[proofplan]
We pass from pairwise comparisons to ranks in the pooled sample. Under the continuous null, the set of ranks occupied by the $X$-sample is a uniformly chosen $m$-element subset of $\{1,\dots,m+n\}$, so the rank sum is a simple random sample sum without replacement. Its exact mean and variance give the exact moments of $U_{m,n}$ through the affine identity between $U_{m,n}$ and the rank sum. The normal limit follows from the finite-population [central limit theorem](/theorems/521) for simple random sampling without replacement, and the same affine identity transfers the limit to the Mann-Whitney statistic.
[/proofplan]
[step:Represent the Mann-Whitney statistic by the pooled rank sum]

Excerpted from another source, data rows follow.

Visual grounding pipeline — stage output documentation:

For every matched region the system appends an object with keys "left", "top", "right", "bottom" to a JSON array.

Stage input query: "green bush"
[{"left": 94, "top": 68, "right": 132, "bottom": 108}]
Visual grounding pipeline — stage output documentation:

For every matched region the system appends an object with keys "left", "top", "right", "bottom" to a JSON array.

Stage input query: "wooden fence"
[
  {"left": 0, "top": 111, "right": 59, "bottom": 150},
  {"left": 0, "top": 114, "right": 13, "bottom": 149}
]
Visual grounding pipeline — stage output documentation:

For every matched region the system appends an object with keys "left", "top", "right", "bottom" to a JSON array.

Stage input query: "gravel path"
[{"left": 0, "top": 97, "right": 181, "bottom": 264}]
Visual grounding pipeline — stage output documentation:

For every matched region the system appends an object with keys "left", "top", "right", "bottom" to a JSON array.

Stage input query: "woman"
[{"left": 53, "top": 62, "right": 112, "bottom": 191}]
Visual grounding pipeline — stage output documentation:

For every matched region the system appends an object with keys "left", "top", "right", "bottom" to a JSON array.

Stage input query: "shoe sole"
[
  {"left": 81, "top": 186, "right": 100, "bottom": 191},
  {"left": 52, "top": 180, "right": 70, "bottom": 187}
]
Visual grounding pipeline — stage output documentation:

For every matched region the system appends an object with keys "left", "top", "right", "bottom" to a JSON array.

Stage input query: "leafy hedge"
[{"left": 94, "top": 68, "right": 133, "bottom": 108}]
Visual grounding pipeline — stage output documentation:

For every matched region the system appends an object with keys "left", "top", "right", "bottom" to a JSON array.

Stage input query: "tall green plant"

Fix $m,n \in \mathbb{N}$ and set $N := m+n$. Let
\begin{align*}
Z_1,\dots,Z_N
\end{align*}
denote the pooled sample, where $Z_i := X_i$ for $1 \leq i \leq m$ and $Z_{m+j} := Y_j$ for $1 \leq j \leq n$. Since the common distribution is continuous, ties occur with probability zero. On the event of no ties, define the rank map
\begin{align*}
R: \{1,\dots,N\} &\to \{1,\dots,N\}
\end{align*}
by declaring $R(a)$ to be the rank of $Z_a$ among $Z_1,\dots,Z_N$ in increasing order.
Define the $X$-rank sum
\begin{align*}
S_X := \sum_{i=1}^{m} R(i).
\end{align*}
For each $i \in \{1,\dots,m\}$, the rank $R(i)$ counts $X_i$ itself, the other $X$-observations below $X_i$, and the $Y$-observations below $X_i$. Hence
\begin{align*}
S_X
&= \frac{m(m+1)}{2}
+ \sum_{i=1}^{m}\sum_{j=1}^{n} \mathbb{1}_{\{Y_j < X_i\}}.
\end{align*}
Since ties have probability zero,
\begin{align*}
\mathbb{1}_{\{Y_j < X_i\}} = 1-\mathbb{1}_{\{X_i < Y_j\}}
\end{align*}
almost surely for every pair $(i,j)$. Therefore
\begin{align*}
S_X
&= \frac{m(m+1)}{2} + mn - U_{m,n}(X,Y),
\end{align*}
or equivalently
\begin{align*}
U_{m,n}(X,Y)
= mn + \frac{m(m+1)}{2} - S_X.
\end{align*}
[/step]
[step:Identify the rank sum as a simple random sample sum]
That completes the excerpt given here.